Marjolijn Dijkman and Toril Johanessen’s Reclaiming Vision offers a very different approach and perspective on the agency and subjectivity of non-human others. Unlike Mitchell and Hamm/ Kamanger, whose work presents more or less ‘raw’ signals of non-humans, this ‘nature fiction film’ eschews scientific objectivism and literality in its documentary representation of microbial life. Instead, the artists, working with microorganisms from Oslo’s brackish Akerselva (Aker River) and algae cultures grown by university biologists, chose to ‘narrativise’ the interactions of these tiny creatures with each other and with traces of human activity, including the scourge of microplastics, in their environment. Supported by Henry Vega’s lively soundtrack, the artists construct a ‘psychomarine ecology’, a form of psychogeography for the sea in which hidden structures, histories and forces glimpsed in microscale offer a microcosm of larger urgent questions arising from the interrelation of lifeforms on our planet.
Jenna Sutela, also working microbially, introduces us to the idea of the holobiont, an entity composed of multiple, inseparable, co-evolved entities. Biological units organised from numerous microbial symbionts, holobionts challenge and supplant normative human hierarchical dominance, instead offering the shape of another order, in which the human body is regarded in a state of constant re-integration in its variously and simultaneously organic-synthetic surrounding environment(s). Sutela’s film establishes a ground for considering existence as a set of nested worlds – the kind of simultaneous co-existence science philosopher Alfred North Whitehead (1929) describes in which ‘(each) actual entity is a throb of experience including the actual world within its scope’.
A crucial plant in Zheng Bo’s ongoing exploration of weeds as a social allegory for human difference, ferns are, for the artist, a symbol of the forgotten, the overlooked and the marginalised in society, particularly queer people.
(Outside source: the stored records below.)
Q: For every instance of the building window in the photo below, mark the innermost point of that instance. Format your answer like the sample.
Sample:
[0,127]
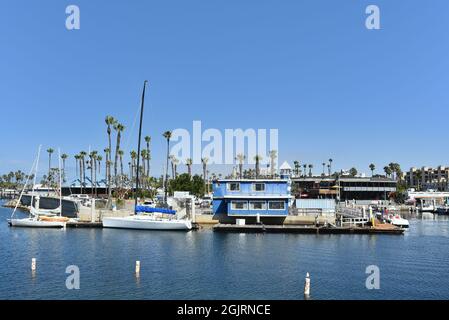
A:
[276,205]
[257,205]
[259,186]
[239,205]
[234,186]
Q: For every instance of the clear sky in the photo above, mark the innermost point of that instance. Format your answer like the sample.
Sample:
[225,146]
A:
[309,68]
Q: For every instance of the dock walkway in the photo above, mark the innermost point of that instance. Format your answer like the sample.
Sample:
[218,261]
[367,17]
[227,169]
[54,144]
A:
[261,228]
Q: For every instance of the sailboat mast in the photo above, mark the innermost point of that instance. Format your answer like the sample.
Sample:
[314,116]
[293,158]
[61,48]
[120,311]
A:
[60,183]
[138,145]
[26,183]
[35,175]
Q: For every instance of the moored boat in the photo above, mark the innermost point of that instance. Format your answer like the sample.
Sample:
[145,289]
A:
[443,210]
[33,222]
[146,222]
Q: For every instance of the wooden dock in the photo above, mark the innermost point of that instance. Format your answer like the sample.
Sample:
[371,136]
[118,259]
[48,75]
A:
[261,228]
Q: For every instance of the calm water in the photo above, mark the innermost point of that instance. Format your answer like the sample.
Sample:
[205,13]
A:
[207,265]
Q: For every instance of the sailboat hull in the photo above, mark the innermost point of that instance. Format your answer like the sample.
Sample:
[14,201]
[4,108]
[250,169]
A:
[143,223]
[33,223]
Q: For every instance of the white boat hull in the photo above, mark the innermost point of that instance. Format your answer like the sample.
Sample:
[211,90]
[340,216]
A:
[146,223]
[33,223]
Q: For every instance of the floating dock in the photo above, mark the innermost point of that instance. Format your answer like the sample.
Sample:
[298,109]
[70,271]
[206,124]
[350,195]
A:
[260,228]
[81,224]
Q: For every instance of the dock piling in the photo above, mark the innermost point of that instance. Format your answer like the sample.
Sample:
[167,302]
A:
[33,264]
[137,268]
[307,286]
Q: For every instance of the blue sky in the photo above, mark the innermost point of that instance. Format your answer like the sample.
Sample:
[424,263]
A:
[309,68]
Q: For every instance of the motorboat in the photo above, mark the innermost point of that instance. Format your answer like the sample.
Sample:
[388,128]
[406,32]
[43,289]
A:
[443,210]
[427,208]
[149,218]
[146,222]
[35,222]
[36,219]
[397,220]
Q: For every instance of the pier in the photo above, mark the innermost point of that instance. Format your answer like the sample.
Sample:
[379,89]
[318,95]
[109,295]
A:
[261,228]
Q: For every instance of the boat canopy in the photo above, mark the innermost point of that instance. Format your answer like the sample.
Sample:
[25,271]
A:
[158,210]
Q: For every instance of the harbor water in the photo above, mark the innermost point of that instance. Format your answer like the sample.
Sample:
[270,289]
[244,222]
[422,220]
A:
[207,265]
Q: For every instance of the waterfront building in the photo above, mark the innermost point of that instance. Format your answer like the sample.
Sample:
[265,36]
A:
[343,188]
[251,197]
[427,178]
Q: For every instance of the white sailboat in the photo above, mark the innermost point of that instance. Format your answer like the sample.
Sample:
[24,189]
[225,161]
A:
[146,221]
[34,221]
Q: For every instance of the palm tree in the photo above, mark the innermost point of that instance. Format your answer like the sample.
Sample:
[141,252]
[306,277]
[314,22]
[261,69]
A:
[77,157]
[50,151]
[172,162]
[273,156]
[189,166]
[99,159]
[63,158]
[80,160]
[133,155]
[241,159]
[148,140]
[143,155]
[257,158]
[204,162]
[90,163]
[121,153]
[387,171]
[353,172]
[107,153]
[175,166]
[109,122]
[372,167]
[167,136]
[296,165]
[83,154]
[119,128]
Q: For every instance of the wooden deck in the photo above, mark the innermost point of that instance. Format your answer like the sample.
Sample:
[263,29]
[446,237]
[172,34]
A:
[260,228]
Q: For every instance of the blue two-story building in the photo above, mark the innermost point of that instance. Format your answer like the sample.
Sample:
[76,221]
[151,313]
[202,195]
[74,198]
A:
[249,198]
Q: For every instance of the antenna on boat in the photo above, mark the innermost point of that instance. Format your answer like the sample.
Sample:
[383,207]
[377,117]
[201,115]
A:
[138,145]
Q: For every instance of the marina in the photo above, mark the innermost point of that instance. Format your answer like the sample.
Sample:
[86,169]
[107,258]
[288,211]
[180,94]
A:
[241,151]
[205,264]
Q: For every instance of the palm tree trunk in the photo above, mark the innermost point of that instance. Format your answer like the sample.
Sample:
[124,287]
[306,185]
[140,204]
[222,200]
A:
[166,170]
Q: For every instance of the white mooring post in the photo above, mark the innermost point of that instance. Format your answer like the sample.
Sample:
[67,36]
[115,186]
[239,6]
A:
[137,268]
[33,264]
[307,286]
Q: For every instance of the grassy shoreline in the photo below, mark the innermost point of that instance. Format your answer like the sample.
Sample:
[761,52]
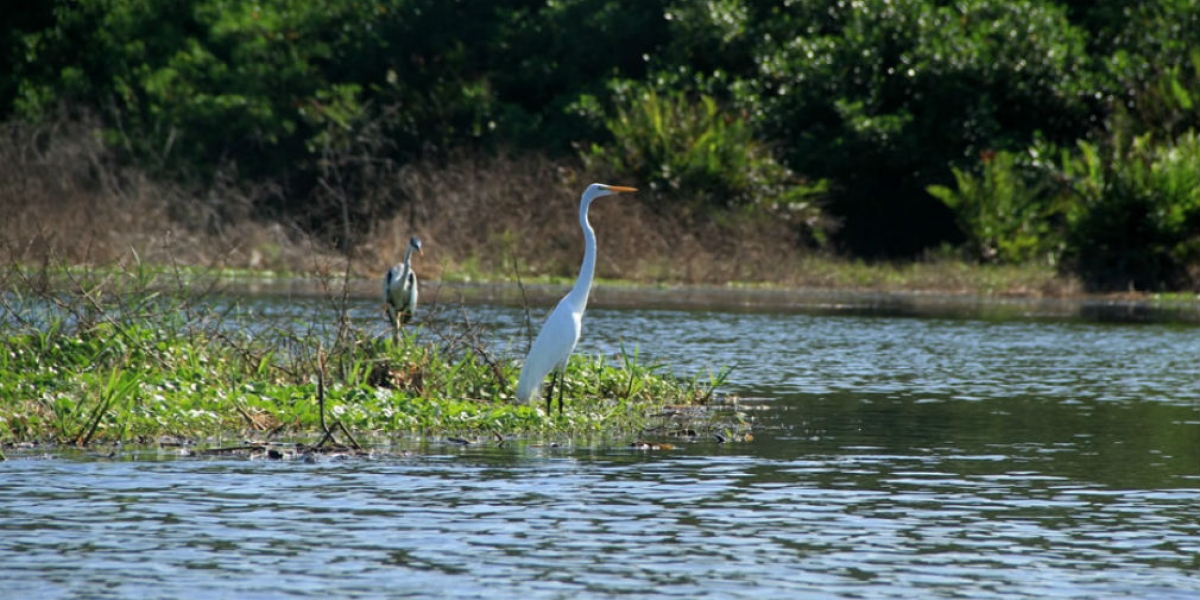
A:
[113,358]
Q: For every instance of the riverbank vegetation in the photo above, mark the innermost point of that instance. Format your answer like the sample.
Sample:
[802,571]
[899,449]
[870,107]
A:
[1051,136]
[149,357]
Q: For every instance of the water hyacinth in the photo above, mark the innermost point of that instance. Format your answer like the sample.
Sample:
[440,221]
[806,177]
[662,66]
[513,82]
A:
[121,357]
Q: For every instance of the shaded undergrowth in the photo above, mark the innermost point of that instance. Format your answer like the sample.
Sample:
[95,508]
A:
[143,355]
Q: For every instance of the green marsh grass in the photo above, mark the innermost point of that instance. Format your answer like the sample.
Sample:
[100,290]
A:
[141,355]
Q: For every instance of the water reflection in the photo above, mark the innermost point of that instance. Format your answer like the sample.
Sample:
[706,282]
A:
[894,457]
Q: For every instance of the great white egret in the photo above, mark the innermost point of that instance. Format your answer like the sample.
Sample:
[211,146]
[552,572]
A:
[561,333]
[400,289]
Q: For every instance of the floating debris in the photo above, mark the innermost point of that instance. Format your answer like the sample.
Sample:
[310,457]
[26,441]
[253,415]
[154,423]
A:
[651,445]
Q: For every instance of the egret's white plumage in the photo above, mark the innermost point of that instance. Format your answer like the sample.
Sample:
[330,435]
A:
[400,289]
[561,333]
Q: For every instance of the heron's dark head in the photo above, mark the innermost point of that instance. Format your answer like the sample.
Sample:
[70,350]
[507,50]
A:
[601,190]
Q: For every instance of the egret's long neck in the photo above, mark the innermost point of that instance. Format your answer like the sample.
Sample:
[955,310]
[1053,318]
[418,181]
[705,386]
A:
[579,294]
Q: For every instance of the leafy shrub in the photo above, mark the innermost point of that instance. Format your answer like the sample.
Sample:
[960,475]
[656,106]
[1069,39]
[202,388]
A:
[695,153]
[1007,213]
[1137,225]
[883,96]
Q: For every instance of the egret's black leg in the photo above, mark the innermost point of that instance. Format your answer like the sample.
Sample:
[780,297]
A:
[562,384]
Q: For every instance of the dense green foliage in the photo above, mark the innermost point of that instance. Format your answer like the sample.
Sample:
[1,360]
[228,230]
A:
[717,103]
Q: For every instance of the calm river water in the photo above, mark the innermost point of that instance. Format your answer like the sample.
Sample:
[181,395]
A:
[965,456]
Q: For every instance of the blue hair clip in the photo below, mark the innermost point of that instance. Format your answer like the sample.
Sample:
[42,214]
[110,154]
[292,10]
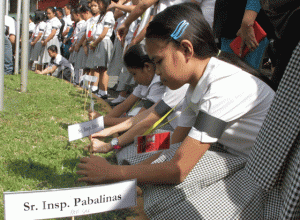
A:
[180,29]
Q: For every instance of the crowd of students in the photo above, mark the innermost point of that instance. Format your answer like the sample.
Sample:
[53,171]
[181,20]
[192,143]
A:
[209,99]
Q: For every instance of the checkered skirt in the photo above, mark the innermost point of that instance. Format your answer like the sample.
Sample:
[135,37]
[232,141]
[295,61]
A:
[220,187]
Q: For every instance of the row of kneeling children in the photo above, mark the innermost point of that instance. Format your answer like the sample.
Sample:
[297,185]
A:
[217,105]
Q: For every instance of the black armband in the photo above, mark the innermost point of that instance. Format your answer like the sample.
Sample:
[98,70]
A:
[147,103]
[162,108]
[107,24]
[213,126]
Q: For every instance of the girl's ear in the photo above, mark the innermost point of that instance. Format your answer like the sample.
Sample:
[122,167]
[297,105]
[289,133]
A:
[148,66]
[187,48]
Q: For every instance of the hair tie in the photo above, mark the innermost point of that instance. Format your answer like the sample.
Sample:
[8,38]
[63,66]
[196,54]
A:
[179,30]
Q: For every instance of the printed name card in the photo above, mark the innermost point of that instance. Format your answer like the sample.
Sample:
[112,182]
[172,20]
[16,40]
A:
[85,129]
[57,203]
[153,142]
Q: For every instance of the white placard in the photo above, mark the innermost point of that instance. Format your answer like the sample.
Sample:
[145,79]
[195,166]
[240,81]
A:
[56,203]
[90,78]
[85,129]
[134,111]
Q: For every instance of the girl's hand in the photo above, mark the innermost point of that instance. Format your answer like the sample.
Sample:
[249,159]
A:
[94,169]
[85,50]
[102,134]
[248,38]
[122,32]
[90,39]
[94,114]
[111,6]
[100,146]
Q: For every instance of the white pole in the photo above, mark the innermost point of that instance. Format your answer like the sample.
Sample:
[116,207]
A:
[25,41]
[18,38]
[2,36]
[7,7]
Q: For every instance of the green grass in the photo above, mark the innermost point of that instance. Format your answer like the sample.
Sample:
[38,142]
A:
[35,153]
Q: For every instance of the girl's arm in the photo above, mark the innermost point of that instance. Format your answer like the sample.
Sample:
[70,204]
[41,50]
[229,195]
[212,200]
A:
[246,32]
[50,37]
[101,37]
[36,39]
[46,71]
[148,117]
[125,8]
[80,42]
[98,170]
[141,35]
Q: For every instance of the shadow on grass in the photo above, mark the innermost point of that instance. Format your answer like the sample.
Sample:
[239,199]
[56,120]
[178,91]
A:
[47,175]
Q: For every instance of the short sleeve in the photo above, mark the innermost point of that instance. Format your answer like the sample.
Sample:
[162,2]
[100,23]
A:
[109,20]
[56,24]
[137,91]
[156,92]
[253,5]
[42,27]
[173,97]
[188,116]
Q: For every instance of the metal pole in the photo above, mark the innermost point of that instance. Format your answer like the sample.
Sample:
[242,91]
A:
[18,38]
[2,36]
[25,41]
[6,7]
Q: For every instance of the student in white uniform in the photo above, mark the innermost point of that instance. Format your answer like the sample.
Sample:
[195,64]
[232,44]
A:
[76,17]
[31,26]
[81,46]
[125,78]
[77,35]
[101,47]
[10,24]
[90,31]
[58,64]
[50,35]
[37,37]
[149,90]
[141,7]
[68,20]
[227,104]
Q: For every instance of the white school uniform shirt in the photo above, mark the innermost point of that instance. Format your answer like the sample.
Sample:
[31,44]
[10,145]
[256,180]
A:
[40,28]
[232,95]
[82,29]
[91,25]
[68,23]
[61,63]
[31,27]
[77,30]
[107,21]
[163,4]
[153,92]
[51,24]
[11,23]
[171,99]
[208,10]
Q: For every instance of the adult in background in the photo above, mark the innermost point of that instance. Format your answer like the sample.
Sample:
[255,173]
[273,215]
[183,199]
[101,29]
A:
[236,18]
[284,16]
[10,24]
[60,15]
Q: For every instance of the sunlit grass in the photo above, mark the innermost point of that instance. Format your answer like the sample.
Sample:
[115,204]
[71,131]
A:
[35,153]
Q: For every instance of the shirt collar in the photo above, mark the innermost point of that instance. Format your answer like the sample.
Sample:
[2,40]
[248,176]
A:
[202,84]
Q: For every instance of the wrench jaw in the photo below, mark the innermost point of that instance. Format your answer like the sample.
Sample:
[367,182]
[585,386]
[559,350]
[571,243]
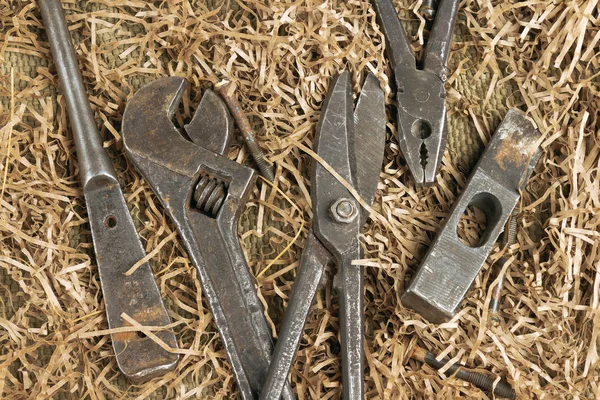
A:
[422,131]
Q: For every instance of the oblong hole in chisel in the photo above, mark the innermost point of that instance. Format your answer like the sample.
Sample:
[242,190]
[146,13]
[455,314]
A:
[110,221]
[421,129]
[478,220]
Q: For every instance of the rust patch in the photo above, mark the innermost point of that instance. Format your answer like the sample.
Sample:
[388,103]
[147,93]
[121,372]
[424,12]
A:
[513,151]
[148,315]
[123,337]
In Pteridophilia 1, his queering of the nature documentary form, filmed in the lush mountain forests of Taiwan, nubile young men caress and cavort with subtropical fern species. Referring to both the fern craze of the Victorian era (Pteridomania) and the rustling in the bushes characterising the semi-public sexual encounters of a gay beat, the film uses fetish to suggest possible intimacies born of mutual marginality and interspecies erotic exchange.
Finally Katie West, a Yindjibarndi woman who grew up on Noongar Yued boodja (country), offers us a meditation in which to reset and reimagine our relationship with nature through the examination of colonisation as a metaphoric, as well as political process. In Decolonist, West generates a pictorial and imaginative space of overlap between radically unaligned but not incommensurate multidimensional worlds of colonial and Indigenous thought. As her hypnotic voice-over guides us to “slowly unlearn what we have been taught”, the tantalising slit at the centre of West’s teeming field of post-natural abstraction suggests less of a void and more of an endlessly contingent and self-renewing screen onto which human and other desires may be projected.